Côté financement, M. Sarkozy veut solliciter les fonds du paritarisme, l'assurance-chômage et la formation professionnelle. Mais, précise-t-on à l'Elysée, l'Etat est prêt à prendre en charge une partie des surcoûts que représenterait l'extension de ces systèmes. Une façon de lever les réticences des partenaires sociaux qui, engagés dans une négociation sur 'les conséquences sociales de la crise économique' jugent l'idée 'généreuse' mais coûteuse.
'ÇA COÛTE TRÈS TRÈS CHER'
Or le régime d'assurance-chômage connaît une situation financière délicate, due notamment aux moindres rentrées de cotisation et aux dépenses supplémentaires liées à l'explosion du chômage. Le déficit devrait atteindre 1,3 milliard d'euros en 2009 et 4,6 milliards d'euros en 2010. Dans ce contexte, Le président (Medef) de l'Unedic, Geoffroy Roux de Bézieux, a manifesté ses réticences à une extension du CTP, jugeant l'idée 'inadaptée'. Selon lui, 'on ne peut étendre ça à tout le monde, parce que ça coûte très très cher'. Mieux vaut réserver ces dispositifs aux personnes dans les secteurs qui ne recrutent pas.

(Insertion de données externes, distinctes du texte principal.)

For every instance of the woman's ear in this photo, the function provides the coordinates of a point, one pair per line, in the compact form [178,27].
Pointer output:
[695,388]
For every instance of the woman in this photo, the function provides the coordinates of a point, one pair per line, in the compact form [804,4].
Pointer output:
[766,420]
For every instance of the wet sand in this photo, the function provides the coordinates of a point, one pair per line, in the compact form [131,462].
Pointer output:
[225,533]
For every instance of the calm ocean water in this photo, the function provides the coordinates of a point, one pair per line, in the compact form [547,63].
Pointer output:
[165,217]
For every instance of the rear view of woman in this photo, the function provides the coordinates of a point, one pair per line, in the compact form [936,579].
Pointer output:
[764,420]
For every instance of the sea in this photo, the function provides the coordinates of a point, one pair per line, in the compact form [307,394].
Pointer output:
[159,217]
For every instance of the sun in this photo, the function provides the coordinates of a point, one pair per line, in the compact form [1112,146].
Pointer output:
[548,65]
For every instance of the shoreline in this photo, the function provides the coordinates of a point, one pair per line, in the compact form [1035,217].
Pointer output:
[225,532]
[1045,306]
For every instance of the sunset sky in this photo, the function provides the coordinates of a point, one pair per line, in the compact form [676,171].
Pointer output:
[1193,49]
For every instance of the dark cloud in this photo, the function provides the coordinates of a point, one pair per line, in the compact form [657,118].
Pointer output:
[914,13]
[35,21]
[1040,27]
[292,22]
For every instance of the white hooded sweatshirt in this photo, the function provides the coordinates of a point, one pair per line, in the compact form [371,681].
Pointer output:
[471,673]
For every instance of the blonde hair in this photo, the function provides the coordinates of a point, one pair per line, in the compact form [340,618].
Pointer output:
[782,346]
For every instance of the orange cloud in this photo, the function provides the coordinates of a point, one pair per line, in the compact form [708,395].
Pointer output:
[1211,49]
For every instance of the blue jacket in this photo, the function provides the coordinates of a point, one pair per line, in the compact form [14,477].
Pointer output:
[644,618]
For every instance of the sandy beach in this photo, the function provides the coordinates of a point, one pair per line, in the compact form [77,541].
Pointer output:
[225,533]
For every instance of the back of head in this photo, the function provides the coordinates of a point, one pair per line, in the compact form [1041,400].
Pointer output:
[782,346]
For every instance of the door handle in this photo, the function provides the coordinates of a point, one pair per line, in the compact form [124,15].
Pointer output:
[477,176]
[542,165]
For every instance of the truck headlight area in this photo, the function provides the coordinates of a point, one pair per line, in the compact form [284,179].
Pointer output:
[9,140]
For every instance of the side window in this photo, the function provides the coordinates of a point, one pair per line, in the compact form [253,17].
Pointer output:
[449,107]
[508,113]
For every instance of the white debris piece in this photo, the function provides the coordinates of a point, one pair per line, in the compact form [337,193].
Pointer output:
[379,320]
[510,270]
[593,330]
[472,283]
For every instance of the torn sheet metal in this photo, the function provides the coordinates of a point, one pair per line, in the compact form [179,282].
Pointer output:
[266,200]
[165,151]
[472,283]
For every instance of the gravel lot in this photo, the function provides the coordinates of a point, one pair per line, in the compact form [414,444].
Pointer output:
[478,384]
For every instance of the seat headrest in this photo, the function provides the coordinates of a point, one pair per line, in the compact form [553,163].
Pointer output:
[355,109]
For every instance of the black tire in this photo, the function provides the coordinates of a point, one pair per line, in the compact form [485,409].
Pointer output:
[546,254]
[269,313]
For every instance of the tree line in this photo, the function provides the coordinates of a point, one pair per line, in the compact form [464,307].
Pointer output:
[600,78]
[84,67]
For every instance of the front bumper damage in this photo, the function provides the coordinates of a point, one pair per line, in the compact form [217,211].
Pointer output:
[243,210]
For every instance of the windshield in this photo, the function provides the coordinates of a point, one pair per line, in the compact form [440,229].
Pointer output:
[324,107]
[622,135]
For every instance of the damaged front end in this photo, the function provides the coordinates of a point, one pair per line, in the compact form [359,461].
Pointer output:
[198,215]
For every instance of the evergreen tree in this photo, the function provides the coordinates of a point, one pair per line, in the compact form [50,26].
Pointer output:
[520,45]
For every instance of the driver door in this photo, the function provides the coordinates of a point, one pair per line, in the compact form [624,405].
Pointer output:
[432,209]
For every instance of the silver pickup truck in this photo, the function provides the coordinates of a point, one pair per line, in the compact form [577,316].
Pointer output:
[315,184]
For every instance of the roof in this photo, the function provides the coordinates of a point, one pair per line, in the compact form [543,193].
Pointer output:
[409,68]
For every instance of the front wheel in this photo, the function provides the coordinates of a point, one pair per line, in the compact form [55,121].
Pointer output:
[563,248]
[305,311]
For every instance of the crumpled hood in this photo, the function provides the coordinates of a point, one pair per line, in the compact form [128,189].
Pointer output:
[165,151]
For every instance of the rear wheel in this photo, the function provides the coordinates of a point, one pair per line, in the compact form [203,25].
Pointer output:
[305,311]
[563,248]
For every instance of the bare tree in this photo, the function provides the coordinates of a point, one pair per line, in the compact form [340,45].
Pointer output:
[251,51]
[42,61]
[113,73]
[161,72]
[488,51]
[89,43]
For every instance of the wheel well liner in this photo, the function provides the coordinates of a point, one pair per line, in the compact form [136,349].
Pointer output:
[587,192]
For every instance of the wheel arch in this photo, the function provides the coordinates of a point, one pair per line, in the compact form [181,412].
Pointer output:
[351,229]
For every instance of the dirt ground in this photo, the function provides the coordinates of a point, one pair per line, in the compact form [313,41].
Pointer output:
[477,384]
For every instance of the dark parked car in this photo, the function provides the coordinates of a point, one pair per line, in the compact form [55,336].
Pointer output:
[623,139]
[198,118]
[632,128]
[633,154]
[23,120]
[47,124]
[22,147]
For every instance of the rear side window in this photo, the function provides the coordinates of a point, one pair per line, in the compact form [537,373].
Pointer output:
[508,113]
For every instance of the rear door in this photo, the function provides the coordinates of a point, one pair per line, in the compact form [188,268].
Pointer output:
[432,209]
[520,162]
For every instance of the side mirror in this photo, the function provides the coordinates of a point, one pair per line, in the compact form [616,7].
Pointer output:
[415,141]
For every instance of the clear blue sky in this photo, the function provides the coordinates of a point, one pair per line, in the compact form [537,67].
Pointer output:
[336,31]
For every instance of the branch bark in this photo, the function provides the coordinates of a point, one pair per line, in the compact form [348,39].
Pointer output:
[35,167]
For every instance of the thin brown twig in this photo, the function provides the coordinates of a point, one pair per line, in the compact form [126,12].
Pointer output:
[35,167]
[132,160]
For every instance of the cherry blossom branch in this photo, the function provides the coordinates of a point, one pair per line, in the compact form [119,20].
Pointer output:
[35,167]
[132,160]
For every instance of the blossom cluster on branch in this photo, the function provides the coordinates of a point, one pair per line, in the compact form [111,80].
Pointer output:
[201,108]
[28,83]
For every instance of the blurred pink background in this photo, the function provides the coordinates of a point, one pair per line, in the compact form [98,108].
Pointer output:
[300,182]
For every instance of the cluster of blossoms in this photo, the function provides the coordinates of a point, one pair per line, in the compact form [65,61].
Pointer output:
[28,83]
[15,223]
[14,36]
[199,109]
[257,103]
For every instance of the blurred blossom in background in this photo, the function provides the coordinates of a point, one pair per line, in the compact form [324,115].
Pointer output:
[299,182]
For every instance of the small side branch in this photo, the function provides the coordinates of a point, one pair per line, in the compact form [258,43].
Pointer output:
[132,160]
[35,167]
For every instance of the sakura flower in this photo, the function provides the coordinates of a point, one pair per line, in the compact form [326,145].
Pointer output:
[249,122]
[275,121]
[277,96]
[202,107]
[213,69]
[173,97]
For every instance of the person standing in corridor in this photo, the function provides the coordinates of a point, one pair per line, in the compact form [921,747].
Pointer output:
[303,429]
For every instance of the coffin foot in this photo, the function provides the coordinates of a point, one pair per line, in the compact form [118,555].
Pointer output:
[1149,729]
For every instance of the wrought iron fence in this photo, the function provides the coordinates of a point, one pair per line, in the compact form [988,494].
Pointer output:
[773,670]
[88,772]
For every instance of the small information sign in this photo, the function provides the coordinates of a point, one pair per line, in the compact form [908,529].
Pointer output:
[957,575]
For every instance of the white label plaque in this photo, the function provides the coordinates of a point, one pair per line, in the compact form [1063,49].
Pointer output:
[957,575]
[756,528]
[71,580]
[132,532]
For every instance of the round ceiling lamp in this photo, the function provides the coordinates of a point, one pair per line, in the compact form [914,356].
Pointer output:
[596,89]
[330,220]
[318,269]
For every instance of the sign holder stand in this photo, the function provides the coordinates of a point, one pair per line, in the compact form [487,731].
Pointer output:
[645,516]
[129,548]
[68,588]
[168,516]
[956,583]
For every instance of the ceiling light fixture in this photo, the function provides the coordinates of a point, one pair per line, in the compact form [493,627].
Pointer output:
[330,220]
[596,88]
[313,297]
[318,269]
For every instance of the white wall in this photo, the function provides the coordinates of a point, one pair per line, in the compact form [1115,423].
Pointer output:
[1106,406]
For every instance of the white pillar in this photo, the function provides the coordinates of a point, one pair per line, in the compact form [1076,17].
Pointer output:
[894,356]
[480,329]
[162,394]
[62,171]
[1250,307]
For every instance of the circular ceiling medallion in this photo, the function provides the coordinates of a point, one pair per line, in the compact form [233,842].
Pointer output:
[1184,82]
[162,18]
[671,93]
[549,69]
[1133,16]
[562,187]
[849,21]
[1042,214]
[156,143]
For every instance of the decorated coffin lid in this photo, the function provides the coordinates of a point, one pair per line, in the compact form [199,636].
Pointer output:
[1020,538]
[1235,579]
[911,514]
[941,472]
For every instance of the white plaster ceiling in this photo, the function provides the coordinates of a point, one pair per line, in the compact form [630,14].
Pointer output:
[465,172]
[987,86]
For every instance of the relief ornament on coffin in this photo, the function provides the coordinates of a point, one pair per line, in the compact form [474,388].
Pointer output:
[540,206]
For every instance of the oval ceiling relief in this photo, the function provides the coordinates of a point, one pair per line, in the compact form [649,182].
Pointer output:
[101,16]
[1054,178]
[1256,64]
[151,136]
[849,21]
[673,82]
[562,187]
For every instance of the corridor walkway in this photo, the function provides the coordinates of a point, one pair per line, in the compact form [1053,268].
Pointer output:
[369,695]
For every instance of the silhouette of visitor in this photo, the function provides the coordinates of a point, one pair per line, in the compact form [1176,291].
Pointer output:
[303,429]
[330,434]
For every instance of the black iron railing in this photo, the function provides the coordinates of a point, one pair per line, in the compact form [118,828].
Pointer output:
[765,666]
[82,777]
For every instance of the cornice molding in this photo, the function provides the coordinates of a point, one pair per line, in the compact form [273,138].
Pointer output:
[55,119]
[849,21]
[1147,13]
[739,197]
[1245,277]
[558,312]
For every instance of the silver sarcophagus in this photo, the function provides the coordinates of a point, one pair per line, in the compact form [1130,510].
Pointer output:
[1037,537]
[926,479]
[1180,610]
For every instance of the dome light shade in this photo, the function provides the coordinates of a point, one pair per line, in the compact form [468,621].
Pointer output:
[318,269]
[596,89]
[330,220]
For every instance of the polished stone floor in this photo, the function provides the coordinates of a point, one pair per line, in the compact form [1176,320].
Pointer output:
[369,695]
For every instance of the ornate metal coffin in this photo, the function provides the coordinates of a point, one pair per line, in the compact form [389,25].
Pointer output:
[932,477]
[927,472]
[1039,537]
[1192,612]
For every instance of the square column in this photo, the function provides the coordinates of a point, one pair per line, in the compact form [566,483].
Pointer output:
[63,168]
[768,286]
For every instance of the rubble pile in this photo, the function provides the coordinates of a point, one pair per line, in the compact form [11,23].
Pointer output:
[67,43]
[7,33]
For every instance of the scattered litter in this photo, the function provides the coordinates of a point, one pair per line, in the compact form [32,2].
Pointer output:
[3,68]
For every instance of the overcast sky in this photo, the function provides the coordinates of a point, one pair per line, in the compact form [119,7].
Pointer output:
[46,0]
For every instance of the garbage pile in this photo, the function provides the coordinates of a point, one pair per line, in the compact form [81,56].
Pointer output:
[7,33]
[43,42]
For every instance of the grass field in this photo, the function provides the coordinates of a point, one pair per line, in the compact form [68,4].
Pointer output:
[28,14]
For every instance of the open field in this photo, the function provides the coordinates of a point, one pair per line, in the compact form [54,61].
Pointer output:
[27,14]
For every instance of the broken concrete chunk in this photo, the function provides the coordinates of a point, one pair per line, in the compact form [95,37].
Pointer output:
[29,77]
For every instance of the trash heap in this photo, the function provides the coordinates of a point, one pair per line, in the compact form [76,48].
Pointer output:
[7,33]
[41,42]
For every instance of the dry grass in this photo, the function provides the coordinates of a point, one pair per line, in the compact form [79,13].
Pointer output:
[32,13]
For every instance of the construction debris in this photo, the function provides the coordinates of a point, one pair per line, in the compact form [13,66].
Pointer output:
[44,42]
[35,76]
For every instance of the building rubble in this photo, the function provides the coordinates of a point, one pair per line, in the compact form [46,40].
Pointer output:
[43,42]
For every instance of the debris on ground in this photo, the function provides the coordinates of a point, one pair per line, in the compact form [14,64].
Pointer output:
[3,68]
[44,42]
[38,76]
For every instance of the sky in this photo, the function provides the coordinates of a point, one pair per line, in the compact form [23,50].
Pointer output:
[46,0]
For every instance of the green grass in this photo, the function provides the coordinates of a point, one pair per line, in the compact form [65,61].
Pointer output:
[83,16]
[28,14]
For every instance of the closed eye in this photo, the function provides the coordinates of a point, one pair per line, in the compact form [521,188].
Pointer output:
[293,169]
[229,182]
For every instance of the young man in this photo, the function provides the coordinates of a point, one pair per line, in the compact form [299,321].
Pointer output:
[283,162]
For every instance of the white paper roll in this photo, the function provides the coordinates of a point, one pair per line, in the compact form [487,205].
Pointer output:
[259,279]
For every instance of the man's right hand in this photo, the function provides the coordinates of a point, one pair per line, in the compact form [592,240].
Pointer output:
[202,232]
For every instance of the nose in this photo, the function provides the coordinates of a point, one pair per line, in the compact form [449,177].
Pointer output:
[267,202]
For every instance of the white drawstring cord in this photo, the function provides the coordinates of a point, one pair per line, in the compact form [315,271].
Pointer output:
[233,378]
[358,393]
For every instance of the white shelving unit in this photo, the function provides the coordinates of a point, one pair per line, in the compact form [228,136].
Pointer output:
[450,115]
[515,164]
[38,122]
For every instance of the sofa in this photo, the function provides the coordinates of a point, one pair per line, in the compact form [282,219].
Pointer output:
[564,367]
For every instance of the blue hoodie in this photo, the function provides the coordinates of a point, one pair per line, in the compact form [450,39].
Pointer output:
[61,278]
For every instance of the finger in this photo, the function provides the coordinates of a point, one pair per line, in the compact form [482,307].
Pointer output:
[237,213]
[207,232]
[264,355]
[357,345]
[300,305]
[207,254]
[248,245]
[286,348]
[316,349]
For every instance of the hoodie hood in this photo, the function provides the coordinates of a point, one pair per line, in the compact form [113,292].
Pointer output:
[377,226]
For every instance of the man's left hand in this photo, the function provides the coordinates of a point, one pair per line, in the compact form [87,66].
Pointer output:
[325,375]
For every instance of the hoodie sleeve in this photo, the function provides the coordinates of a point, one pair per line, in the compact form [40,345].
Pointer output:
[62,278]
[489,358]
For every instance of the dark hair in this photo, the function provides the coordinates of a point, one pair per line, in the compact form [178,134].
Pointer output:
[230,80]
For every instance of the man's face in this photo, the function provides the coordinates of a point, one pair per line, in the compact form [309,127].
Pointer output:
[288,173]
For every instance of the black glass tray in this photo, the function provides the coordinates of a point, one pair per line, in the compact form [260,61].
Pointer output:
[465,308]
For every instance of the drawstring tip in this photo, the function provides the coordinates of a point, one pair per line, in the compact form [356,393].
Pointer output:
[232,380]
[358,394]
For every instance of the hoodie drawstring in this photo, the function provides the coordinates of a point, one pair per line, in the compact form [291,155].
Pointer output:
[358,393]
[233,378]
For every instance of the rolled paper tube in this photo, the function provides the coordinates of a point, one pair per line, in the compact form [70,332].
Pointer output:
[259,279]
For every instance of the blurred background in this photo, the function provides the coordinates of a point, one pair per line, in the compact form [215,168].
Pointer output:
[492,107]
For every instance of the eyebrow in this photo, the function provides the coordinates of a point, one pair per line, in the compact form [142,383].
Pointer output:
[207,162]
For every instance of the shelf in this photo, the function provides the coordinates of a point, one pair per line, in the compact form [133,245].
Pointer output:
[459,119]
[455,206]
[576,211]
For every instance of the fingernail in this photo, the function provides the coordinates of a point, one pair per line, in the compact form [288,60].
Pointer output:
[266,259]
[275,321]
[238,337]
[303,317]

Selon le dernier bilan présenté par l'Elysée, le contrat de transition professionnelle a été étendu à 21 bassins d'emploi et doit l'être à 25 autres sur les quelque 365 existant en France. Fin juin, plus de 5 000 personnes en bénéficiaient. Il assure une rémunération à hauteur de 80 % du salaire brut pendant un an, soit la quasi-totalité du salaire net. Le bénéficiaire suit une formation, et est accompagné intensivement par le service de l'emploi. Selon le secrétaire d'Etat à l'emploi, Laurent Wauquiez, 'un demandeur d'emploi en CTP coûte 17 500 euros par an, soit 3 500 de plus qu'un chômeur classique' (interview aux Echos le 30 juin). Le budget prévu par le gouvernement dans la loi de finances pour 2009 est de 48,5 millions d'euros pour 10 000 bénéficiaires.